Ramaphosa Moves to Kill Phala Phala Report Before Impeachment Process Begins
Staff Writer
– May 26, 2026
2 min read

President Cyril Ramaphosa has brought an application to set aside the independent panel report into his fitness to hold office, asking the Constitutional Court to undo the findings of a process chaired by former Chief Justice Sandile Ngcobo and triggered after the Phala Phala scandal placed his presidency under direct threat.
The report found that Ramaphosa had a prima facie case to answer over the cash hidden at his farm, his failure to report the theft through ordinary police channels, and his decision to involve Major-General Wally Rhoode of the Presidential Protection Unit.
In his application, Ramaphosa asks that “the report of the independent panel, dated 30 November 2022” be reviewed, declared “unlawful”, and “set aside”. He also asks the court to declare that “the National Assembly may not proceed to consider the report” and seeks an order that any party opposing him be directed “to pay the applicant’s costs”.
In plain terms, Ramaphosa is asking the Court to destroy the legal foundation of the impeachment process before Parliament can act on it.
His application implies that the panel did not merely get details wrong, but that it misunderstood its job from the start. Ramaphosa says the panel “misconceived its mandate, misjudged the information placed before it and misinterpreted the four charges advanced against me”.
The revived Section 89 process could place Ramaphosa before a public parliamentary inquiry involving documents, witnesses, testimony, and cross-examination. The Democratic Alliance’s inclusion of Glynnis Breytenbach on the impeachment committee is especially significant because she is likely to approach the process as a forensic political exercise, using contradictions, delays, missing documents, and evasive answers to keep pressure on the presidency.
Ramaphosa may try to delay the process. He may even survive an impeachment vote. But the danger for him is that the inquiry itself could further destroy the idea on which his political value rested. He was sold to South Africa, investors, and African National Congress (ANC) voters as the reformer who would clean up corruption and restore confidence in the state. Phala Phala has turned that claim inside out.

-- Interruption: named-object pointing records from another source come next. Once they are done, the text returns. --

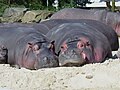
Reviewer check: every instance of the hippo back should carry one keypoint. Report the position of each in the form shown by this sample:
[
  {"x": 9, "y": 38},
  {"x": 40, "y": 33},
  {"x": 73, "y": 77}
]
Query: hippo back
[{"x": 101, "y": 27}]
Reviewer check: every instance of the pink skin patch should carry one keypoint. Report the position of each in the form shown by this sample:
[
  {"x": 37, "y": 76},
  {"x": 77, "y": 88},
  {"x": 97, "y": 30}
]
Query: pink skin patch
[
  {"x": 117, "y": 28},
  {"x": 98, "y": 53},
  {"x": 64, "y": 47}
]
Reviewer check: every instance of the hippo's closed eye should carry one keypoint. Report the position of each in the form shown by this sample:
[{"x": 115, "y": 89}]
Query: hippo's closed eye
[
  {"x": 34, "y": 47},
  {"x": 88, "y": 43}
]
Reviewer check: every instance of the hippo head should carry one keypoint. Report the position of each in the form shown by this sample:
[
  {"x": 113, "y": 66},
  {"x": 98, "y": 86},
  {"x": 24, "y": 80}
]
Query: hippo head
[
  {"x": 3, "y": 54},
  {"x": 76, "y": 52},
  {"x": 40, "y": 55}
]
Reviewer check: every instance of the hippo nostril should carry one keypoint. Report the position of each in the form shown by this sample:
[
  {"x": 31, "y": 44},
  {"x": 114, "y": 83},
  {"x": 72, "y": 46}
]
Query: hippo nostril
[{"x": 46, "y": 60}]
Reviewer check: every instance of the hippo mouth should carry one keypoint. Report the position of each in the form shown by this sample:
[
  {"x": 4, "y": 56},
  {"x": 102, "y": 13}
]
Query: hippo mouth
[{"x": 72, "y": 62}]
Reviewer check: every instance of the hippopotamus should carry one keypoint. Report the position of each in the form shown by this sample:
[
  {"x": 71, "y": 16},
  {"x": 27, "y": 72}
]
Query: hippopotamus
[
  {"x": 28, "y": 48},
  {"x": 97, "y": 25},
  {"x": 77, "y": 44},
  {"x": 110, "y": 18},
  {"x": 39, "y": 27}
]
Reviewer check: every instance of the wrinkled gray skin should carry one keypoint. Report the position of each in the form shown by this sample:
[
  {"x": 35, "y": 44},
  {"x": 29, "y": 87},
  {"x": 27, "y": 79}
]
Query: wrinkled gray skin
[
  {"x": 101, "y": 27},
  {"x": 38, "y": 27},
  {"x": 78, "y": 44},
  {"x": 28, "y": 48},
  {"x": 110, "y": 18},
  {"x": 3, "y": 54}
]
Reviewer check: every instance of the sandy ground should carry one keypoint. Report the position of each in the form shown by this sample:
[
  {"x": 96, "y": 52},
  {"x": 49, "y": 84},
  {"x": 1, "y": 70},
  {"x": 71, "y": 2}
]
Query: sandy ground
[{"x": 100, "y": 76}]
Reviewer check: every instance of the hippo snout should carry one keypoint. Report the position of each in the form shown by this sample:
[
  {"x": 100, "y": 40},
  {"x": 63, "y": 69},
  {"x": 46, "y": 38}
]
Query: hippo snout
[{"x": 71, "y": 58}]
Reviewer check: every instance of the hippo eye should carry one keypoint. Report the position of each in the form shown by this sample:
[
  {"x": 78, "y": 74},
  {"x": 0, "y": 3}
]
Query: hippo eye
[
  {"x": 36, "y": 47},
  {"x": 88, "y": 43}
]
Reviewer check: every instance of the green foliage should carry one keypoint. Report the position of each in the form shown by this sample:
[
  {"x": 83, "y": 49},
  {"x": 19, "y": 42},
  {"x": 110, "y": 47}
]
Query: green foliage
[{"x": 35, "y": 4}]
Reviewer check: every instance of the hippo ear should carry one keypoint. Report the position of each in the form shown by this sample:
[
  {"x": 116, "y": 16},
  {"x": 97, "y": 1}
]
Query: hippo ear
[{"x": 51, "y": 46}]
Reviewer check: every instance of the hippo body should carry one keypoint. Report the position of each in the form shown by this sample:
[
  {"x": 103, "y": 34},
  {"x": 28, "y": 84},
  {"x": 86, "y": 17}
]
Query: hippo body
[
  {"x": 110, "y": 18},
  {"x": 78, "y": 44},
  {"x": 37, "y": 26},
  {"x": 101, "y": 27},
  {"x": 27, "y": 48},
  {"x": 3, "y": 54}
]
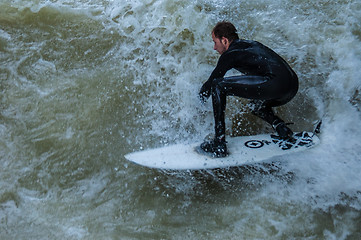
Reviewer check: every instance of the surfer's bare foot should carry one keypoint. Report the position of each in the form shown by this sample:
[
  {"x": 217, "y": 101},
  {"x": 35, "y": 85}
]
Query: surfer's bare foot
[{"x": 216, "y": 147}]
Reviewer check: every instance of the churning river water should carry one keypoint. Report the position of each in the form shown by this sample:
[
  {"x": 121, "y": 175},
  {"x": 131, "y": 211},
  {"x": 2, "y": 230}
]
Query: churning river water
[{"x": 85, "y": 82}]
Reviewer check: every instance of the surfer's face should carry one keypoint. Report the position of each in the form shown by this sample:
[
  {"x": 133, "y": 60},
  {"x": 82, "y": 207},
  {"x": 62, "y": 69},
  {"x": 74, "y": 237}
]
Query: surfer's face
[{"x": 220, "y": 44}]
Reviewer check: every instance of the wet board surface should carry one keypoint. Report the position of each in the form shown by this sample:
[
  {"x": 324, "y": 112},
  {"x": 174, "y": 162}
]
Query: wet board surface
[{"x": 242, "y": 150}]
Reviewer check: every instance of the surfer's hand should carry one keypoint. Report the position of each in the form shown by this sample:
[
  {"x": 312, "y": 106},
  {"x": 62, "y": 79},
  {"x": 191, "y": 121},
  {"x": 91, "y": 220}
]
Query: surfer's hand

Ramaphosa is therefore not asking the court to clear him on Phala Phala. He is asking the court to remove the report from Parliament’s hands before the impeachment committee can turn its findings into a public political trial. If successful, the application would weaken the legal pathway to impeachment. If it fails, he faces a process that could expose the scandal in full public view and further reduce him from the idea of reform to a politically damaged man the ANC must decide whether to keep protecting.